Monday, July 2, 2018

Famous men on a most famous problem

One of the more famous things Jesus Christ ever said was, "And ye shall know the truth, and the truth shall make you free." The word "truth" is used 278 times in the King James Bible.

The “last days” will not just be represented by rampant, blatant, brazen delusional lies, it will be found in the subtlety of who people pretend to be, never showing their true colors--or even understanding the concept of “being true to yourself”-- because their lives have been immersed in fine-tuning a facade; their personal performance art.

Mark Twain observed in 1899, "Almost all lies are acts, and speech has no part in them...all people are liars from the cradle onward, without exception, and...they begin to lie as soon as they wake in the morning, and keep it up, without rest or refreshment, until they go to sleep at night."

*****

I’ll never forget my first day of class in Journalism 101 at Ohio State University (circa 1985) when the professor asked us, “What do you think is the strongest emotion?”

Students offered answers such as hate, love, fear and anger. The professor told us it was jealousy. He then said only 7% of what we communicate to another person is based upon our chosen spoken words. More than half of all communication is body language alone and another 38% comes through our tone of voice as well as non-verbal cues.

One of the take-home messages is people can read our hearts and we’re only fooling ourselves to think otherwise.

This favorite professor of mine at OSU, Henry J. Schulte, was also the first person to make me understand that there are, according to him, “two types of people: those who want the truth and those who don’t.”

*****

Just as we have components to our respiratory, vascular and muscular systems, our soul is a system that includes our conscience and heart.
  
People on a regular diet of lies (in all its forms) damage the healthy function of their conscience and it eventually shuts down. As Proverbs 11:17 warns, “The merciful man doeth good to his own soul: but he that is cruel troubleth his own flesh.” People seek to anesthetize themselves to avoid being haunted by their conscience.

Jesus Christ warns us in Mark 7: 20-23, That which cometh out of the man, that defileth the man. For from within, out of the heart of men, proceed evil thoughts, adulteries, fornications, murders, thefts, covetousness, wickedness, deceit, lasciviousness, an evil eye, blasphemy, pride, foolishness: All these evil things come from within, and defile the man.”

Forms of evil identified in the Old Testament include pride, hypocrisy, guile, malice, envy and deceit. It is in the secret intents of men’s hearts where evil thrives. It works at a compound rate too—the more you indulge it, the more ground it gains and the more it darkens and hardens the heart to eventually render a person incapable of distinguishing the evil inside them. That’s how you can have grossly evil men think themselves perfectly upright and good.

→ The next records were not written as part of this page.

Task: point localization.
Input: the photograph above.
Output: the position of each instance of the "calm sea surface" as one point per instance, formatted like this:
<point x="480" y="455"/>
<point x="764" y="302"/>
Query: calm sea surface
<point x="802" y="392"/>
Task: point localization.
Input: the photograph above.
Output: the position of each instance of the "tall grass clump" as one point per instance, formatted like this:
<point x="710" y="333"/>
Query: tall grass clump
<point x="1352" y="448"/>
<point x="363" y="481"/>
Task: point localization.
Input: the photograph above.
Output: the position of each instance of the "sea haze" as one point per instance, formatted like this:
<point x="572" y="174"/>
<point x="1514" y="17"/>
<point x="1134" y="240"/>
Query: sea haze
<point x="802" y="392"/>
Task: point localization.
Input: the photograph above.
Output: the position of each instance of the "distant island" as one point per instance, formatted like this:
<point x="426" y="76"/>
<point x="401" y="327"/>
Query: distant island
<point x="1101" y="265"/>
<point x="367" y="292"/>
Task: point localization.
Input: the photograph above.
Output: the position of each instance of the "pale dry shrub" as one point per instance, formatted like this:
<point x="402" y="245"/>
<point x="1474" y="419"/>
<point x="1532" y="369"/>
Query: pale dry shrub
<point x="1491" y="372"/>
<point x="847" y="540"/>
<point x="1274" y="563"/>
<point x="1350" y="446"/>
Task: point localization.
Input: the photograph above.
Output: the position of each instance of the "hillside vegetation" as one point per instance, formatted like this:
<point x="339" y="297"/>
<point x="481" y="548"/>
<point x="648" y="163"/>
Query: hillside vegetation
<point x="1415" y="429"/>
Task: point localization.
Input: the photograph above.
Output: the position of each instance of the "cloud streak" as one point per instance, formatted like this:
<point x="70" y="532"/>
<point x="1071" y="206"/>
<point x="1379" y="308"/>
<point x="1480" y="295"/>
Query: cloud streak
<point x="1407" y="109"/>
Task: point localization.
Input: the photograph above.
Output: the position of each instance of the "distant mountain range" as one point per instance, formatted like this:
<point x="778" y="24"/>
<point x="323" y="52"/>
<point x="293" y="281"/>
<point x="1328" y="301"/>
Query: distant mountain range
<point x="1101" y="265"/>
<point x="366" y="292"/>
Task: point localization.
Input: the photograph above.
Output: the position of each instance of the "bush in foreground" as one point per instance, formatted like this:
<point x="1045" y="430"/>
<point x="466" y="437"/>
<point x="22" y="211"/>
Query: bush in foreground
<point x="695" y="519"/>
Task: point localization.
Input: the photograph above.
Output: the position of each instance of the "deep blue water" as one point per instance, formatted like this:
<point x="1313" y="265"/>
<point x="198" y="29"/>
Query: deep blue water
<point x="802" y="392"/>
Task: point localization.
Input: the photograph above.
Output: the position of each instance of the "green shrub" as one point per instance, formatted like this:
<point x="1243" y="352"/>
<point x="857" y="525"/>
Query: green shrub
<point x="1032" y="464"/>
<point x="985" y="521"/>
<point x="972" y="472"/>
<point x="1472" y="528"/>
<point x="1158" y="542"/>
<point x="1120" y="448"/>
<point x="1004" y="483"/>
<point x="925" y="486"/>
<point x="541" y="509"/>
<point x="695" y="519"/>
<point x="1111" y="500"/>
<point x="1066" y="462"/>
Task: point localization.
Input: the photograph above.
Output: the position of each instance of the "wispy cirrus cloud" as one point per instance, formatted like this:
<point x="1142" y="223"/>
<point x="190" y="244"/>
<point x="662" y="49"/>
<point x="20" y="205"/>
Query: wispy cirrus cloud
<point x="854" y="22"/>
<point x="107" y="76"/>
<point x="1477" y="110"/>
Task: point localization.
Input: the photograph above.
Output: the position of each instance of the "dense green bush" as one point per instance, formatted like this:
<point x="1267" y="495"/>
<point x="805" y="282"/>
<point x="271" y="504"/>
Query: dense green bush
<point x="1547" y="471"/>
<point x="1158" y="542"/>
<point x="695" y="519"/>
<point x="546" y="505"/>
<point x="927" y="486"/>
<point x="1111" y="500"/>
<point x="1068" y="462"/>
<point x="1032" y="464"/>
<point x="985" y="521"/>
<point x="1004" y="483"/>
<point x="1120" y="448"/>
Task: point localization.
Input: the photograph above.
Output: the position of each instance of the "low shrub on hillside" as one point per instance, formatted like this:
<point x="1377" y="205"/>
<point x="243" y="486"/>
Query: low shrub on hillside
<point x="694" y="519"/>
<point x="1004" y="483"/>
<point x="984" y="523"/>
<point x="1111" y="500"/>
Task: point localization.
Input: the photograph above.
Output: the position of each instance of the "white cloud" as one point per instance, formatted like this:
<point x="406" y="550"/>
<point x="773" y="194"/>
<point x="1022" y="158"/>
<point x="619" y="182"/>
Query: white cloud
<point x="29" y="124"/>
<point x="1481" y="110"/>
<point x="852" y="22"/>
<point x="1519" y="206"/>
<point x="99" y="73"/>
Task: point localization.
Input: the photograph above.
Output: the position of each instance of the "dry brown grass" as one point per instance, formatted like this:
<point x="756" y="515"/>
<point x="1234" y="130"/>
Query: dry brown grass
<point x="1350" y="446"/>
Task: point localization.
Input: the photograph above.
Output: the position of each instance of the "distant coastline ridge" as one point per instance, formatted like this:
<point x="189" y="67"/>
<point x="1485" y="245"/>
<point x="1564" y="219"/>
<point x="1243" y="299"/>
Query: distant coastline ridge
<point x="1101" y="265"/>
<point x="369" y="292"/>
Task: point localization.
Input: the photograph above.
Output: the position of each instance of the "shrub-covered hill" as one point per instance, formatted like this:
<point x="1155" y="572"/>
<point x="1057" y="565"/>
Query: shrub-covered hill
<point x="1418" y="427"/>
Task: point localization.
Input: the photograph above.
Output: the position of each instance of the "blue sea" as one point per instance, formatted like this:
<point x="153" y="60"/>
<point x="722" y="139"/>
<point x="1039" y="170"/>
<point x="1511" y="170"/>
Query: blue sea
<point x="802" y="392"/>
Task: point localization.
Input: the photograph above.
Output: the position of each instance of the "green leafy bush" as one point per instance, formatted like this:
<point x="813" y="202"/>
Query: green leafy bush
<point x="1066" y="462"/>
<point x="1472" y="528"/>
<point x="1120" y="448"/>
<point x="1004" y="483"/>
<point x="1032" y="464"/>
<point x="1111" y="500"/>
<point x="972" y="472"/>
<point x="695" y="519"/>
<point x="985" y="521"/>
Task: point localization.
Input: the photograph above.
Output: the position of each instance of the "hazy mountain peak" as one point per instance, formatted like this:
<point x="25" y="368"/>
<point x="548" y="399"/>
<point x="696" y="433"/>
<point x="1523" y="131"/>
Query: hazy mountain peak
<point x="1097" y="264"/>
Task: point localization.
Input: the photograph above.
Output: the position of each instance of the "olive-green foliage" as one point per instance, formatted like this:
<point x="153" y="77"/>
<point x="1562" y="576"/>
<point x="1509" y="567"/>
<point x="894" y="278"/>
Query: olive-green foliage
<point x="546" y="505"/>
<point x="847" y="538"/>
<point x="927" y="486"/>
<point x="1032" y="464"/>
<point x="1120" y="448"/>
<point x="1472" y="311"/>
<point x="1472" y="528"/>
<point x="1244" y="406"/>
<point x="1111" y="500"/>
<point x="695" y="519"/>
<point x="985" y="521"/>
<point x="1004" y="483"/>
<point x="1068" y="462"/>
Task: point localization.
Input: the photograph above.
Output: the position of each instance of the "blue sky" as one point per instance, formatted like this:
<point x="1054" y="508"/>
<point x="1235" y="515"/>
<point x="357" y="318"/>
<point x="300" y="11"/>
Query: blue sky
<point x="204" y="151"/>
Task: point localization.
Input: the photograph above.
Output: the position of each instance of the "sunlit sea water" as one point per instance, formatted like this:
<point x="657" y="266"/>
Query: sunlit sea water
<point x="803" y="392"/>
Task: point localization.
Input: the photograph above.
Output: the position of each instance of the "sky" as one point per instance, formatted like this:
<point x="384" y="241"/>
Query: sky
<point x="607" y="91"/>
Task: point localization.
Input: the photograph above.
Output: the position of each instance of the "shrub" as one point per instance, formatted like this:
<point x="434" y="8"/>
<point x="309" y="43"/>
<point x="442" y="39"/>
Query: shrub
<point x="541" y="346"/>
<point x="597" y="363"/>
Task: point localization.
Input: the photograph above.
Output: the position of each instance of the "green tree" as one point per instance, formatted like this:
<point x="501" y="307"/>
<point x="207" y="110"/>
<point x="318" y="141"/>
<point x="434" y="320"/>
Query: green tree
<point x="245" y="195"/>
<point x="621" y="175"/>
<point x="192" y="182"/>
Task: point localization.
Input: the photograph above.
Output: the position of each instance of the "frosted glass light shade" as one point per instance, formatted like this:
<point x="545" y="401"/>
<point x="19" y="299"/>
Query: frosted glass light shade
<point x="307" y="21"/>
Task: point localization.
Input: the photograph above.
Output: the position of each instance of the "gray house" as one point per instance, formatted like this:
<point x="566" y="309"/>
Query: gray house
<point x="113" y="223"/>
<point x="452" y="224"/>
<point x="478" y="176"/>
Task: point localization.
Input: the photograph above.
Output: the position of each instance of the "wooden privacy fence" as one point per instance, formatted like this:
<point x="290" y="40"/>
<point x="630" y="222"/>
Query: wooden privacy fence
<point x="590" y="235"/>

“If Al Capone, ‘Two Gun’ Crowley, Dutch Schultz, and the desperate men and women behind prison walls don’t blame themselves for anything—what about the people with whom you and I come in contact?” asks Dale Carnegie in How to Win Friends and Influence People.

*****

Jesus Christ tells us that as long as we think we're telling the truth when we're not, we cannot hear or see the truth for what it is and our life is clouded from the truth of God.

Look at this passage from Matthew 13: [13] Therefore speak I to them in parables: because they seeing see not; and hearing they hear not, neither do they understand.
[14] And in them is fulfilled the prophecy of Esaias, which saith, By hearing ye shall hear, and shall not understand; and seeing ye shall see, and shall not perceive:
[15] For this people's heart is waxed gross, and their ears are dull of hearing, and their eyes they have closed; lest at any time they should see with their eyes, and hear with their ears, and should understand with their heart, and should be converted, and I should heal them.
[16] But blessed are your eyes, for they see: and your ears, for they hear.
[17] For verily I say unto you, That many prophets and righteous men have desired to see those things which ye see, and have not seen them; and to hear those things which ye hear, and have not heard them.

Christ points out in the Sermon on the Mount, “But if thine eye be evil, thy whole body shall be full of darkness. If therefore the light that is in thee be darkness, how great is that darkness!”

No human lie, no matter how subtle, goes unnoticed by God, who confirms "the very hairs of your head are all numbered."

If telling the truth is the only way to truly love someone, it wouldn't make sense for the Bible to only be partially true. That would mean God is not interested in the deep emotional sharing that equates to love.

As a famous quote from C.S. Lewis says, "Jesus Christ was a liar. Either that or a complete raving lunatic. Oh yeah, there's one other option (and only one): He was, and is God, just as He claimed. If the claim was false, then either Jesus knew that, or He didn't. If it was false and He knew it, then by His intentional deception He has scammed the world with the greatest hoax ever conceived. Liars don't tend to make particularly good moral teachers. If, on the other hand, He honestly was convinced in His own mind that He was God (and wasn't) then it's pretty clear that He was a lunatic. The only remaining possibility, as implausible as it sounds, is that the claim was true: Jesus really is God. He really does love you. And He really can forgive your sins.”